Interrogé sur les nazis, Albert répond: "Certains disent qu’ils se comportaient comme des bêtes sauvages. Je leur réponds qu’il ne faut pas insulter les bêtes. Elles, elles tuent pour survivre. Eux, ils tuaient des bébés pour rien."

L’assistance suspendue à ses mots, Albert Barmouth conclut: "Vous êtes les relais de la mémoire. Il n’existe qu’une seule race, la race humaine. Embrassez les différences. Ne rejetez jamais l’autre."

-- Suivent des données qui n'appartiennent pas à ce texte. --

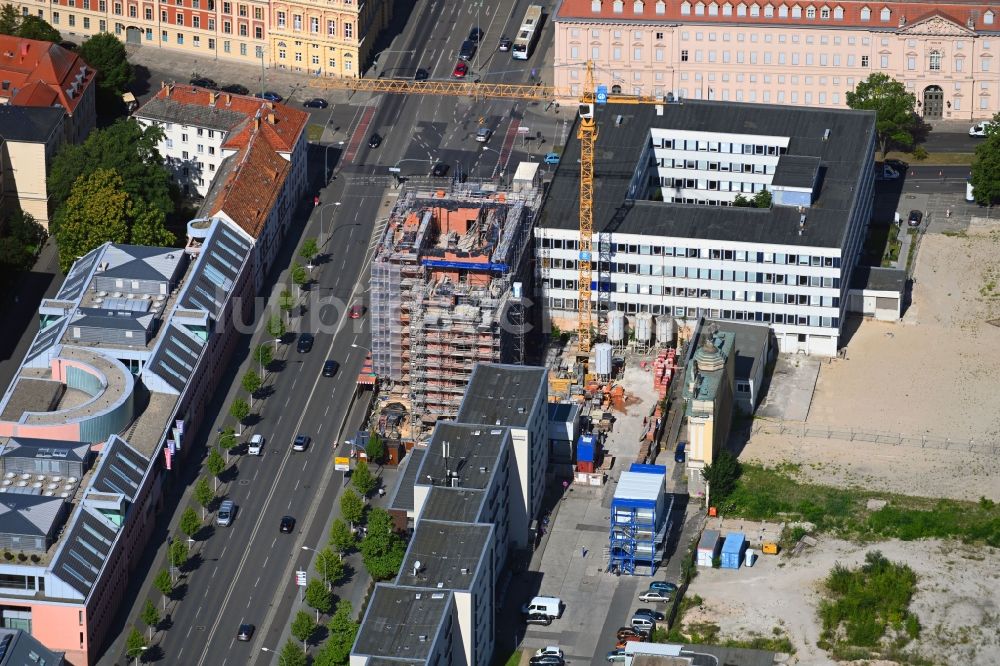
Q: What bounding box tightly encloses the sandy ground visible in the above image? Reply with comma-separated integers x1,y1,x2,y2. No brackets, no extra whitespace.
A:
684,537,1000,666
742,229,1000,502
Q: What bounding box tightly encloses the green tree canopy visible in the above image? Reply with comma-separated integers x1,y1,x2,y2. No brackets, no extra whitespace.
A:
140,600,160,639
290,609,317,648
229,398,250,424
79,32,134,98
360,508,406,581
125,627,147,659
290,263,308,289
970,113,1000,208
315,546,345,589
206,448,226,489
279,640,308,666
0,210,47,274
193,477,214,519
0,5,19,34
328,518,355,555
53,168,174,272
242,370,262,397
351,460,377,498
179,507,201,538
153,569,173,608
219,427,237,452
17,15,60,42
339,489,364,526
845,73,918,160
168,539,189,570
318,600,359,666
365,432,386,465
299,238,319,263
253,344,273,371
703,449,743,504
267,314,286,341
304,578,333,619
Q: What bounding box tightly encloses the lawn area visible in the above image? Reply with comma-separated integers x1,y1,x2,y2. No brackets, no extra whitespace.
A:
884,150,974,166
882,232,902,267
719,464,1000,546
495,649,522,666
307,123,325,142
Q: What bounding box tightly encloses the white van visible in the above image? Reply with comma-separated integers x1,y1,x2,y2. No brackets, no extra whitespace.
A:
248,434,265,456
967,179,976,203
520,596,562,619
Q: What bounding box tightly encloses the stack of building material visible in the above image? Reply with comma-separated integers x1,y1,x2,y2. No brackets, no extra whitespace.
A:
652,348,677,398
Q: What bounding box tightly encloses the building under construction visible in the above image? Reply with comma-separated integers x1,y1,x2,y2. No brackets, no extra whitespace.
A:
370,179,540,432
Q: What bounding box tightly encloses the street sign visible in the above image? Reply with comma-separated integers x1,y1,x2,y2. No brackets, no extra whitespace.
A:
335,456,350,472
295,570,307,587
388,167,401,173
517,126,530,134
596,85,608,105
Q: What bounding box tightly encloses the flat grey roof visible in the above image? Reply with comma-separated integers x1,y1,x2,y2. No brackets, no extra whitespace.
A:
136,97,246,131
388,448,425,513
97,245,185,283
419,422,507,491
539,101,875,249
851,265,906,292
353,584,452,660
0,437,90,464
705,319,771,382
419,486,485,523
396,520,492,591
456,363,545,428
771,154,821,189
0,495,64,537
0,106,64,143
0,627,65,665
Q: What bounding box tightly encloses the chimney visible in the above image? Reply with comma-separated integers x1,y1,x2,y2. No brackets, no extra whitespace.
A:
226,93,232,105
20,42,28,61
266,101,274,110
254,116,260,130
210,91,218,105
267,112,276,125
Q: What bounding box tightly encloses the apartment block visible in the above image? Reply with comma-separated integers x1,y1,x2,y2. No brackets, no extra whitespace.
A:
554,0,1000,120
535,100,876,356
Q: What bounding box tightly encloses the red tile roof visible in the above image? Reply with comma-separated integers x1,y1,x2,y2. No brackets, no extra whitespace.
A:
0,36,94,114
557,0,998,31
208,132,291,238
150,84,308,153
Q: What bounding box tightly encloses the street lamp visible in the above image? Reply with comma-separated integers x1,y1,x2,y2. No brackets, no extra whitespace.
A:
301,545,331,591
260,646,288,666
351,343,371,353
132,646,148,666
319,201,341,244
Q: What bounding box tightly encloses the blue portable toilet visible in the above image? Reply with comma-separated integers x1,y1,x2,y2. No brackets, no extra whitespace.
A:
720,532,747,569
576,433,597,463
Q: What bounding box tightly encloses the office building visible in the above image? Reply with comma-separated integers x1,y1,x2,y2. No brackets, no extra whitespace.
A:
535,100,876,356
553,0,1000,120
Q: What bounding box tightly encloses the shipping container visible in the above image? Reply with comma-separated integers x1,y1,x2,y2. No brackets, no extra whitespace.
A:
576,433,597,463
696,529,721,567
721,532,747,569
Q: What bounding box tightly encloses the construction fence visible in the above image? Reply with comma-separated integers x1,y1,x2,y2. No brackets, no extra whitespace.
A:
751,419,1000,455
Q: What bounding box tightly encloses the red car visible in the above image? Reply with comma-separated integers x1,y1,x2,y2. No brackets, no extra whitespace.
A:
349,304,364,319
452,61,469,78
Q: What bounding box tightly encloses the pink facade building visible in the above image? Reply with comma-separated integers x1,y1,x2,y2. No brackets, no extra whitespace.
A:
553,0,1000,120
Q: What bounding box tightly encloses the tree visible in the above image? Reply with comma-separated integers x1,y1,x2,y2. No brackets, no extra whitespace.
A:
365,432,386,466
179,507,201,539
0,210,47,273
328,518,355,556
279,289,295,322
16,15,60,42
305,578,333,620
229,398,250,434
79,32,134,99
752,188,772,209
140,600,160,640
846,73,918,160
48,120,172,232
970,115,1000,209
193,477,214,520
315,546,345,590
253,343,273,375
206,448,226,490
360,508,406,581
0,5,19,34
153,569,173,609
125,627,147,662
279,640,308,666
702,449,742,505
319,600,359,666
290,263,308,295
340,489,364,527
54,168,174,272
267,314,286,347
219,427,237,452
168,539,189,572
351,460,377,498
299,238,320,264
242,370,262,408
290,610,317,650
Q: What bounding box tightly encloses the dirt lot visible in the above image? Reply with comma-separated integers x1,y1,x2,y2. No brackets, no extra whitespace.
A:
683,536,1000,665
743,229,1000,502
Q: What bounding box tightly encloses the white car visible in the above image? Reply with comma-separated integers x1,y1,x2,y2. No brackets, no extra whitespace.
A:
535,647,564,659
247,434,265,456
638,590,672,603
969,122,995,137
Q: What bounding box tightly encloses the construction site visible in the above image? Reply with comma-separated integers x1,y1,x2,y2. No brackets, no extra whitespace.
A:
369,176,542,440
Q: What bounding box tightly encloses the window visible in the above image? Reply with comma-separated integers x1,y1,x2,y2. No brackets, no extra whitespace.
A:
633,47,642,59
240,42,247,55
880,54,889,68
223,40,230,52
327,19,335,35
177,33,184,44
907,56,915,70
238,23,246,36
254,6,262,19
955,57,963,72
806,6,815,18
613,47,622,60
861,54,869,67
222,0,230,11
345,22,352,38
208,18,214,29
310,17,318,33
681,49,689,61
312,55,319,65
52,11,59,23
929,51,941,71
681,1,690,13
982,57,991,72
879,6,890,21
254,25,261,39
656,31,664,39
277,11,285,28
84,17,90,28
764,4,773,16
820,6,829,18
293,14,301,30
791,5,801,17
176,13,183,25
833,5,843,18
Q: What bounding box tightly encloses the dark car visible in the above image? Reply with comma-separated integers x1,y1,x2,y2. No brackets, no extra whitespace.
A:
468,26,484,43
885,158,908,173
303,97,329,108
431,163,450,177
255,91,283,103
907,209,924,227
279,515,296,533
453,61,469,78
459,39,477,61
368,133,382,148
674,441,686,463
237,623,255,641
323,360,339,377
634,608,666,622
190,76,218,89
220,83,250,95
529,657,564,666
525,613,552,626
649,581,679,594
498,36,512,51
413,68,429,81
292,434,310,452
297,333,314,353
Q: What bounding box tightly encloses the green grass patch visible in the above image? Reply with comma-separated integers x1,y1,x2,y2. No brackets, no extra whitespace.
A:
495,649,522,666
884,150,975,166
819,551,919,657
882,233,902,267
719,465,1000,546
306,123,325,142
905,229,920,274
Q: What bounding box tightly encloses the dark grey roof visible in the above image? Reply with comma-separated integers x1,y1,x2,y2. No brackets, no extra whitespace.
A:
136,96,247,131
388,449,425,513
24,322,64,365
178,220,251,318
56,245,102,302
677,643,776,666
0,106,64,143
396,520,492,591
705,319,771,382
539,101,875,249
771,154,821,189
0,627,65,665
145,323,205,393
0,495,64,537
50,506,116,597
851,265,906,292
353,584,452,660
456,363,546,428
547,402,579,426
69,308,153,332
418,422,508,491
89,436,147,501
1,437,90,464
419,486,485,523
97,245,184,282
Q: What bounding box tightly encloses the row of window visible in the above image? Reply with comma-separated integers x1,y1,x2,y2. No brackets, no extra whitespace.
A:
538,238,840,267
659,178,769,194
275,12,353,37
546,297,841,328
275,51,350,69
545,266,840,286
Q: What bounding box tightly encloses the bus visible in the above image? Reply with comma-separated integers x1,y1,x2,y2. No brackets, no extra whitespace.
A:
512,4,543,60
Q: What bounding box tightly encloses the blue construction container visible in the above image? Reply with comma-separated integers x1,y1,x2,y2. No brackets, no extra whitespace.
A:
720,532,747,569
576,434,597,463
609,464,668,575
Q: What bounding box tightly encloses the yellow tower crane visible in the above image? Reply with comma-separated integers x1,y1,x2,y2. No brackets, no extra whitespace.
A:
313,64,660,360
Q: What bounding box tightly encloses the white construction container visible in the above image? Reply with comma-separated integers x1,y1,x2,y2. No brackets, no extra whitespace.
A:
594,343,613,376
655,315,675,346
607,311,626,343
635,312,653,344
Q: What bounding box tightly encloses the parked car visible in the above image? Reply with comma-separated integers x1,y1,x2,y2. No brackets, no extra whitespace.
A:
615,635,646,649
292,434,310,452
525,613,552,626
255,91,283,102
606,650,627,663
648,581,678,594
190,76,218,89
216,500,235,526
247,434,265,456
638,589,672,603
297,333,314,353
616,626,648,641
323,360,339,377
674,441,686,463
220,83,250,95
459,39,477,61
534,647,564,659
498,36,513,51
907,209,924,227
876,164,900,181
368,133,382,148
279,515,296,533
349,303,365,319
452,61,469,78
237,623,255,641
969,122,996,137
413,68,429,81
544,152,561,165
476,127,493,143
431,163,450,177
529,657,564,666
468,26,484,43
634,608,665,622
303,97,329,108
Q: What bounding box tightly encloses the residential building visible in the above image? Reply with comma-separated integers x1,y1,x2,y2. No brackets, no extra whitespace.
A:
0,221,255,664
553,0,1000,120
134,84,308,287
370,181,539,432
269,0,392,77
535,101,876,356
0,628,65,665
0,106,64,230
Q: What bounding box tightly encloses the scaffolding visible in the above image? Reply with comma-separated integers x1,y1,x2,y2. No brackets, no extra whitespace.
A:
608,465,668,576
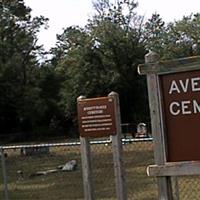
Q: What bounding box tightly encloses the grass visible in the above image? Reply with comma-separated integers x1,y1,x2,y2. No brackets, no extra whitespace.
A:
0,141,185,200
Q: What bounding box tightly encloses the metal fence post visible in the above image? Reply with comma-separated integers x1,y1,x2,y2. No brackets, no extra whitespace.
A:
1,147,9,200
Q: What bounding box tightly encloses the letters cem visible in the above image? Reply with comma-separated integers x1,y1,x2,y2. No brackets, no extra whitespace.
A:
168,76,200,116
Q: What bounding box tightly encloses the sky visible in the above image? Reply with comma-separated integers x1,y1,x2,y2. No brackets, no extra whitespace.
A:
25,0,200,51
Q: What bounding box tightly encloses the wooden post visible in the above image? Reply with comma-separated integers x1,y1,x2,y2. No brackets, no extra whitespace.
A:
80,137,94,200
145,52,173,200
78,96,94,200
1,148,9,200
109,92,127,200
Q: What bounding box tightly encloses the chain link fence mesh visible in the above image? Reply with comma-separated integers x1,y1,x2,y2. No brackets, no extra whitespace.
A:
123,139,157,200
91,141,116,199
172,176,200,200
1,138,199,199
0,143,84,200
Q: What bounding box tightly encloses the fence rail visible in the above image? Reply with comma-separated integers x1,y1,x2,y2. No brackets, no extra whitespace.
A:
0,137,153,150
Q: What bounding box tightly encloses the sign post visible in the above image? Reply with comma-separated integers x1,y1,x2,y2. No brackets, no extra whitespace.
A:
138,52,200,199
77,92,126,200
109,92,127,200
78,95,94,200
80,135,94,200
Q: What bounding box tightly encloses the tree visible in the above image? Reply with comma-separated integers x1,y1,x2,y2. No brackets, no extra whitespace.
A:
0,0,48,135
144,13,200,59
92,0,141,30
51,0,149,134
143,13,166,54
165,13,200,58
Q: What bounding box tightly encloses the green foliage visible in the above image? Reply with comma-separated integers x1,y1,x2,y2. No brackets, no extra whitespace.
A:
51,0,149,127
144,13,200,59
0,0,49,134
92,0,140,29
2,0,200,139
143,13,166,54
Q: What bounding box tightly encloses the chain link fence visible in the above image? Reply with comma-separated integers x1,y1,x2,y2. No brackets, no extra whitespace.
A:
0,142,84,200
1,137,199,199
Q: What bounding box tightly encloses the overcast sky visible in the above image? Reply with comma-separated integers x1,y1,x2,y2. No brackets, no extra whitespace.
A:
25,0,200,51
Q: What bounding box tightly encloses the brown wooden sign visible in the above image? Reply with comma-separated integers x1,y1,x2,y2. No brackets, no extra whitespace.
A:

Il marque une pause, puis lâche dans un souffle: "Les survivants disparaissent. J’arrive au bout du chemin. La mémoire revient donc à la jeunesse."

Ce qu'elles en ont pensé

Louna, 14 ans, collège Auguste-Blanqui de Puget-Théniers: "J’ai eu la chance d’entendre un témoignage bouleversant, à la fois choquant et captivant. Ce qui m’a marqué, c’est le choix courageux de sa mère. Elle a dû vivre un déchirement en envoyant ses enfants se cacher. Je vais en parler autour de moi parce que c’est important. Il est essentiel de comprendre et de continuer mon devoir envers ma patrie. On ne salira pas ce qu’ont fait les anciens."

Callie, 14 ans, collège Auguste-Blanqui de Puget-Théniers: "Rencontrer un témoin est devenu rare. Ils sont de moins en moins nombreux, alors pouvoir les écouter est un privilège. Ce qu’il nous a raconté m’a touchée, surtout quand il a parlé du couple qui l’a hébergé. Nous assimilons mieux qu’en cours. Il nous a transmis des valeurs essentielles: le respect, la tolérance, l’humanité. Et surtout, ne jamais laisser place au racisme ou à l’antisémitisme."